First picture guide to country's flora and vegetation distributed to Afghan students

7 Jan 2011

First picture guide to country's flora and vegetation distributed to Afghan students

KABUL - The first pictorial guide to the flora of Afghanistan co-authored in English and Dari by a Kabul born scientist has been made available for free to thousands of Afghan students as the United Nations wrapped up its International Year of Biodiversity.

The publication of the 870-page Field Guide Afghanistan – Flora and Vegetation includes an introduction by UN Executive Secretary of the Convention on Biological Diversity, Ahmed Djoghlaf.

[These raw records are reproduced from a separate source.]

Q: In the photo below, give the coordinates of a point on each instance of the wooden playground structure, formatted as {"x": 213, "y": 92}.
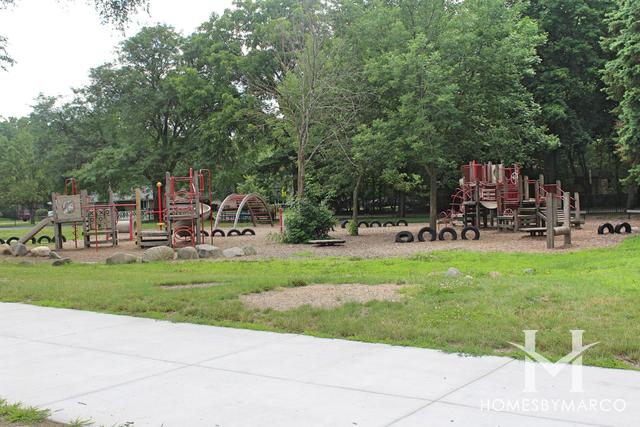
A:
{"x": 493, "y": 195}
{"x": 184, "y": 212}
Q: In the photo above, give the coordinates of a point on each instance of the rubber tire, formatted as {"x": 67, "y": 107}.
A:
{"x": 606, "y": 226}
{"x": 404, "y": 237}
{"x": 623, "y": 226}
{"x": 476, "y": 232}
{"x": 428, "y": 230}
{"x": 448, "y": 230}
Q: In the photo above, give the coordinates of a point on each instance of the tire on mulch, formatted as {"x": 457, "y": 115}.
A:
{"x": 404, "y": 237}
{"x": 606, "y": 226}
{"x": 622, "y": 226}
{"x": 448, "y": 230}
{"x": 426, "y": 230}
{"x": 473, "y": 229}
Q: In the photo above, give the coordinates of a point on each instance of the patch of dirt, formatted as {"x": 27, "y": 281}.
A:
{"x": 322, "y": 296}
{"x": 192, "y": 285}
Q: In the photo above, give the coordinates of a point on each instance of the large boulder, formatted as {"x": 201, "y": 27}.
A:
{"x": 249, "y": 250}
{"x": 188, "y": 252}
{"x": 60, "y": 262}
{"x": 121, "y": 258}
{"x": 158, "y": 253}
{"x": 5, "y": 249}
{"x": 233, "y": 252}
{"x": 208, "y": 251}
{"x": 42, "y": 251}
{"x": 19, "y": 249}
{"x": 453, "y": 272}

With more than 1,200 illustrations and descriptions of plants, the atlas is “a milestone in Afghan Botanical Studies is aimed at research scientists and students as well as the educated general reader,” according to publisher Scientia Bonnensis.

Some 4,500 copies of the atlas – written by Siegmar W. Breckle of the University of Bielefeld and the Kabul born scientist Daud Rafiqpoor at the University of Bonn – were distributed for free to universities and educational institutes throughout Afghanistan between the Christmas and New Year’s holidays.

"The potentially far-reaching impacts of biodiversity loss and natural resource degradation for the Afghan people led the Government of Afghanistan to sign and ratify the UN Convention on Biological Diversity (UNCBD) in 1992," has said Asif Zaidi, Programme Manager at the United Nations Environment Programme (UNEP).

The UN General Assembly, of which Afghanistan is a member, agreed last month to allow UNEP to set up the Intergovernmental Science Platform on Biodiversity and Ecosystem Services (IPBES), a new international body aimed at reversing the unprecedented loss of species and ecosystems vital to life on Earth due to human activity.

UNEP has actively supported sustainable environmental management programmes in Afghanistan since 2002.